Hartig was the first to discover and name the sieve tube element cells (as Siebfasern - sieve fibres and Siebröhren - sieve tubes) in 1837. His zoologist author abbreviation is Hartig. He described many gall wasp species.

In 1842, Theodor Hartig described what is now known as the Hartig net, a network of fungal hyphae that penetrate feeder roots and surround epidermal cells. The Hartig net is part of the structure of ectomycorrizae, mutualistic symbioses between fungi and plant roots.

He died in Braunschweig.

==Works==
- 1836. Forstliches und forstnaturwissenschaftliches Conversations-Lexicon. Georg Ludwig Hartig and Theodor Hartig
- 1840. Über die Familie der Gallwespen. Zeitschrift für die Entomologie, ed. von E.F. Germar, 2: 176–209
- 1841. Erster Nachtrag zur Naturgeschichte der Gallwespen. Zeitschrift für die Entomologie, ed. von E.F. Germar, 3: 322–358
- 1843. Zweiter Nachtrag zur Naturgeschichte der Gallwespen.
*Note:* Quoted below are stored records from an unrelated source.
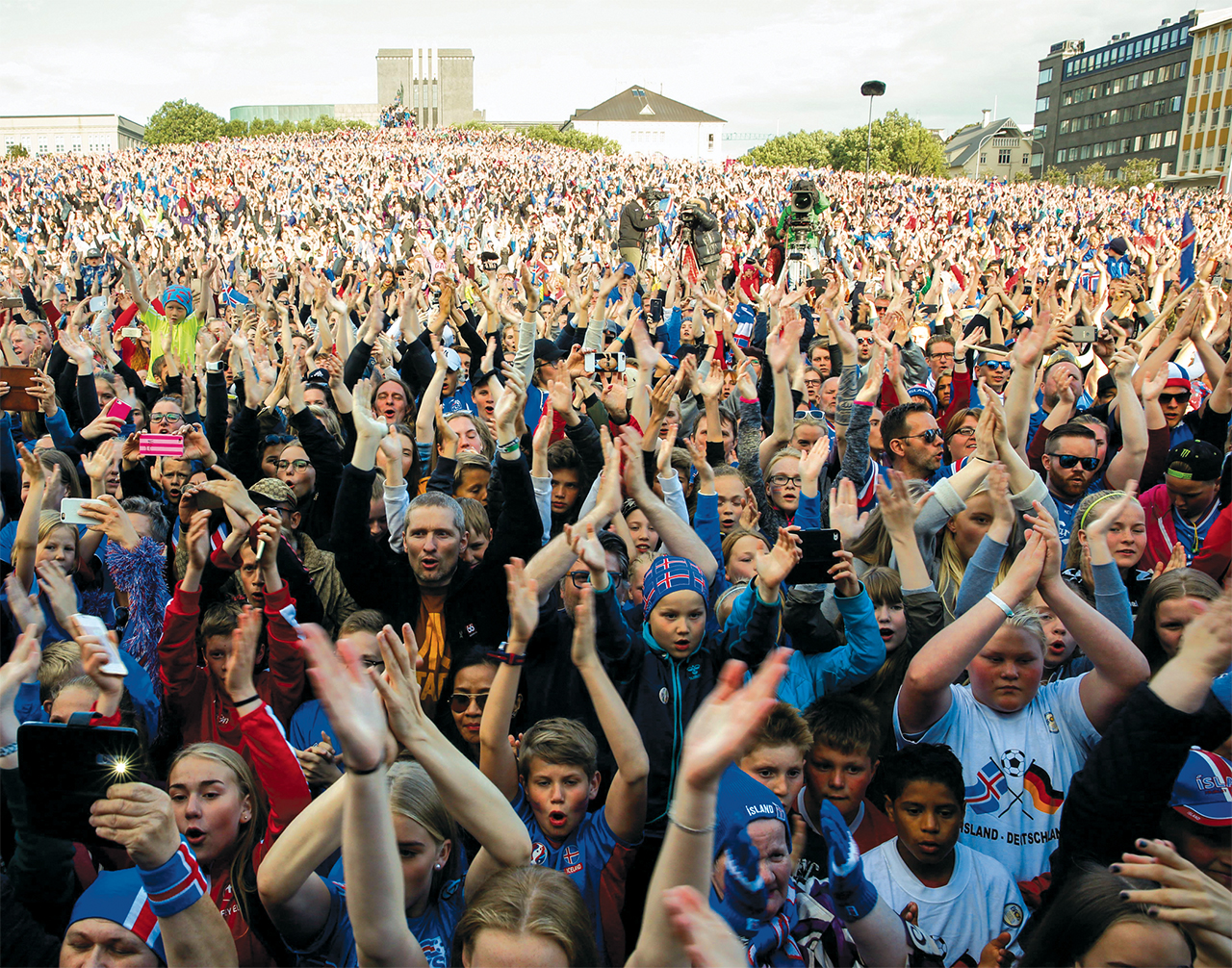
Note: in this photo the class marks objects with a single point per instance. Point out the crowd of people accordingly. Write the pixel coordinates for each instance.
(484, 555)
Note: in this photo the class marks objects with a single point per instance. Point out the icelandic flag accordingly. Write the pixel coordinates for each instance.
(432, 184)
(989, 787)
(1188, 237)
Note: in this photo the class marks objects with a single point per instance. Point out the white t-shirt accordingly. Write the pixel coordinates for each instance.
(980, 902)
(1016, 769)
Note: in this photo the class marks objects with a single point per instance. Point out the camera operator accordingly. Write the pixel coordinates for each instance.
(701, 230)
(634, 219)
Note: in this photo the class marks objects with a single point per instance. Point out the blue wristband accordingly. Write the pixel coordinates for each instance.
(175, 885)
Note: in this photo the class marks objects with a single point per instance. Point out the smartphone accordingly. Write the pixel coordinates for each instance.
(818, 546)
(66, 766)
(655, 309)
(118, 409)
(603, 362)
(90, 624)
(161, 445)
(20, 379)
(70, 510)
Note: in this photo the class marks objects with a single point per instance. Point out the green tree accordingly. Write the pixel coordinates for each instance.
(1139, 171)
(177, 122)
(1094, 175)
(795, 149)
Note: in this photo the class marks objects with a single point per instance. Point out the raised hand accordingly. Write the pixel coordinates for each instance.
(347, 692)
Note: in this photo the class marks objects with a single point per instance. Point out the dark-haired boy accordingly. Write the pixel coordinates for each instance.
(963, 898)
(839, 768)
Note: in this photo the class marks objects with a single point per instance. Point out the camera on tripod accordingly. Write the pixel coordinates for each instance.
(804, 196)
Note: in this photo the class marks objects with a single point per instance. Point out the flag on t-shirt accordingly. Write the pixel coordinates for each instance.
(989, 787)
(1188, 237)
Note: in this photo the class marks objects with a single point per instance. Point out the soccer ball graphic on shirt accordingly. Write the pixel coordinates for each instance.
(1014, 762)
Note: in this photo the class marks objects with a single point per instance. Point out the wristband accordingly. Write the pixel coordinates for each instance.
(1001, 605)
(174, 885)
(501, 654)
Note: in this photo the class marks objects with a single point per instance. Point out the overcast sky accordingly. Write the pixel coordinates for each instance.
(757, 65)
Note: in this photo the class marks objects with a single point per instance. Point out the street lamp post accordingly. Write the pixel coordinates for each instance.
(870, 90)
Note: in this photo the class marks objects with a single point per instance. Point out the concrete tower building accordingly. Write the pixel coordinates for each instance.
(438, 85)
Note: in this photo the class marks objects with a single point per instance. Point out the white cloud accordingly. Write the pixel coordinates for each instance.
(796, 65)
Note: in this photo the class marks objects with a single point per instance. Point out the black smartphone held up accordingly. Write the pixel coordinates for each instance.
(68, 766)
(818, 547)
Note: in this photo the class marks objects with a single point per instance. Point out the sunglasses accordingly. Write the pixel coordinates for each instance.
(581, 577)
(1069, 461)
(928, 436)
(461, 701)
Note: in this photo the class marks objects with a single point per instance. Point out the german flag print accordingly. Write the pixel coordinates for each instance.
(1039, 784)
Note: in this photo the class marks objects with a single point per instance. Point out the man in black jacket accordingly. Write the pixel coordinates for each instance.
(634, 219)
(449, 603)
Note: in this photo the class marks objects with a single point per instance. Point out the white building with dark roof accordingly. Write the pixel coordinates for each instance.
(642, 121)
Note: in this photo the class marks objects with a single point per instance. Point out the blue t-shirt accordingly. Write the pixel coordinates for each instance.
(597, 861)
(334, 945)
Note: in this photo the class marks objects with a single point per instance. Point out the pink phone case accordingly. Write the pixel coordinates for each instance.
(161, 445)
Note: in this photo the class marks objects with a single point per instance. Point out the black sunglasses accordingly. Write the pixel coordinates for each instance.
(928, 436)
(1068, 461)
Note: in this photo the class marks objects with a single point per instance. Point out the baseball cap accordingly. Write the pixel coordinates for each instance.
(1178, 377)
(1202, 791)
(547, 351)
(270, 491)
(1201, 460)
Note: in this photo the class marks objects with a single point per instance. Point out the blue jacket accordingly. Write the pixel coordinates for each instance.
(662, 694)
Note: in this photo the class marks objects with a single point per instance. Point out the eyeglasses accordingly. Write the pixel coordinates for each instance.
(461, 701)
(1069, 461)
(928, 436)
(581, 577)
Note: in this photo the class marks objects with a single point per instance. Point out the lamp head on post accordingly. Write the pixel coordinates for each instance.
(870, 90)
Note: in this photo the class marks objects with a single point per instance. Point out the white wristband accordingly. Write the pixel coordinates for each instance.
(999, 603)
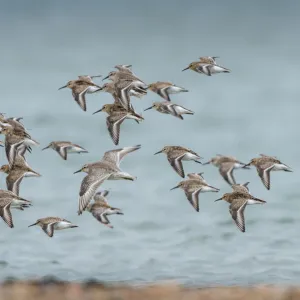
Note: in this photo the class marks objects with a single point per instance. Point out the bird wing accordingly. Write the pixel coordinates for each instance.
(89, 186)
(5, 214)
(236, 210)
(49, 228)
(193, 198)
(226, 170)
(113, 123)
(11, 150)
(163, 92)
(122, 90)
(78, 93)
(176, 164)
(13, 181)
(116, 156)
(264, 173)
(62, 151)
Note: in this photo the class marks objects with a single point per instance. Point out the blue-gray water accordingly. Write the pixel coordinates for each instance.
(253, 110)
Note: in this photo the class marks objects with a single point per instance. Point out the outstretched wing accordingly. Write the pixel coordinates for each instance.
(176, 164)
(89, 186)
(193, 198)
(116, 156)
(226, 170)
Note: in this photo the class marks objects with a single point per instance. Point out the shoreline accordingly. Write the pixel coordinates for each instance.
(54, 289)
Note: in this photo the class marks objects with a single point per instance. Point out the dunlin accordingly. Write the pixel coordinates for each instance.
(176, 154)
(193, 186)
(100, 209)
(49, 224)
(207, 69)
(81, 87)
(107, 168)
(238, 202)
(226, 165)
(265, 164)
(16, 173)
(64, 147)
(167, 107)
(164, 89)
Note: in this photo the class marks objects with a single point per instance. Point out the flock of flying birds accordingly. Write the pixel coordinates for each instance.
(124, 85)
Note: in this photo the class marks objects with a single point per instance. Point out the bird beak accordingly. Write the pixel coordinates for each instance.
(62, 87)
(97, 111)
(158, 152)
(148, 108)
(218, 199)
(176, 187)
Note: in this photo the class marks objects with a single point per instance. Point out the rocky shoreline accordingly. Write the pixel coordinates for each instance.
(56, 290)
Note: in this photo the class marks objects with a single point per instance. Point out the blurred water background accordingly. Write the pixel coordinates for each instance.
(253, 110)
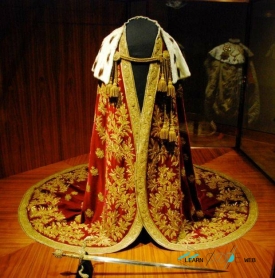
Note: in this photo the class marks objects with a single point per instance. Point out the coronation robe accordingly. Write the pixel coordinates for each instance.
(139, 174)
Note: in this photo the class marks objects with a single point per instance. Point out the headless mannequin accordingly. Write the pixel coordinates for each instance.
(141, 35)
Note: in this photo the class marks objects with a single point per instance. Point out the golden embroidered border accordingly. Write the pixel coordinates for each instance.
(32, 233)
(29, 230)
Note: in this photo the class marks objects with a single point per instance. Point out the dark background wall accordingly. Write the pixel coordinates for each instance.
(47, 91)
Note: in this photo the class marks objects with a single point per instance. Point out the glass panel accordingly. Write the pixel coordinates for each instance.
(258, 140)
(212, 92)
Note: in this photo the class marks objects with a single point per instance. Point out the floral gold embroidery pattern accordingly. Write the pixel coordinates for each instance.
(235, 211)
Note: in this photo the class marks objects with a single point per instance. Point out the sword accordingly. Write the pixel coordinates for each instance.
(87, 257)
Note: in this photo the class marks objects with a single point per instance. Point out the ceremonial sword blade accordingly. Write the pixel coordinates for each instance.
(133, 262)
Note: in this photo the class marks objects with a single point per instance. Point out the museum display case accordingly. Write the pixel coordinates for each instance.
(229, 103)
(257, 139)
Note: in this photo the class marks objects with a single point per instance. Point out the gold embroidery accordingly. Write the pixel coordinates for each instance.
(99, 153)
(89, 213)
(100, 197)
(88, 188)
(94, 171)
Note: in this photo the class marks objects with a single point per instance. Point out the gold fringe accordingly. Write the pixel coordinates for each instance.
(172, 134)
(171, 89)
(109, 86)
(114, 90)
(162, 86)
(164, 132)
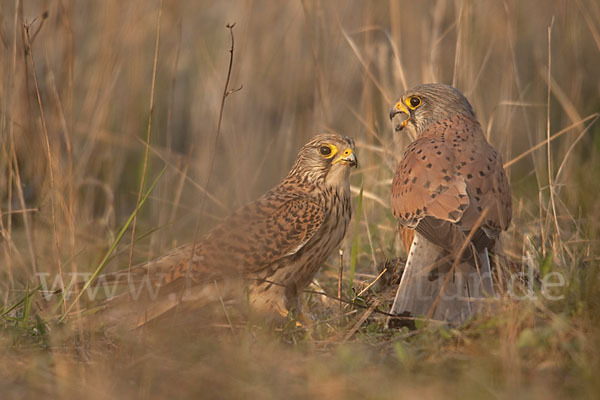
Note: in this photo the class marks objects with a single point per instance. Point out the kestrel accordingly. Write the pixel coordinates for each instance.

Zeitschrift für die Entomologie, ed. von E.F. Germar, 4: 395–422
- 1851. Vergleichende Untersuchungen über den Ertrag der Rotbuche (2nd ed.)
- 1860. Die Aderflügler Deutschlands (2nd ed.)
- 1866. Forstwissenschaftliches Examinatorium den Waldbau betreffend
- 1877 Luft-, Boden- und Pflanzenkunde in ihrer Anwendung auf Forstwirtschaft und Gartenbau, bearbeitet von Theodor Hartig für alle Freunde und Pfleger der wissenschaftlicher Botanik
- 1878. Anatomie und physiologie der holzpflanzen. Dargestellt in der entstehungsweise und im entwickelungsverlaufe der einzelzelle, der zellsysteme, der pflanzenglieder und der gesammtpflanze

In collaboration with his father, Georg Ludwig Hartig, he published the work entitled, Forstliches und naturwissenschaftliches Konversationslexikon. The eleventh edition of his father's Lehrbuch für Förster, the later reprints of which he had revised, was published in 1877.

==Family==
He was the son of Georg Ludwig Hartig (1764–1837), a German forester. His son Robert (1839–1901) was a forest scientist and mycologist who is considered the "father of forest pathology".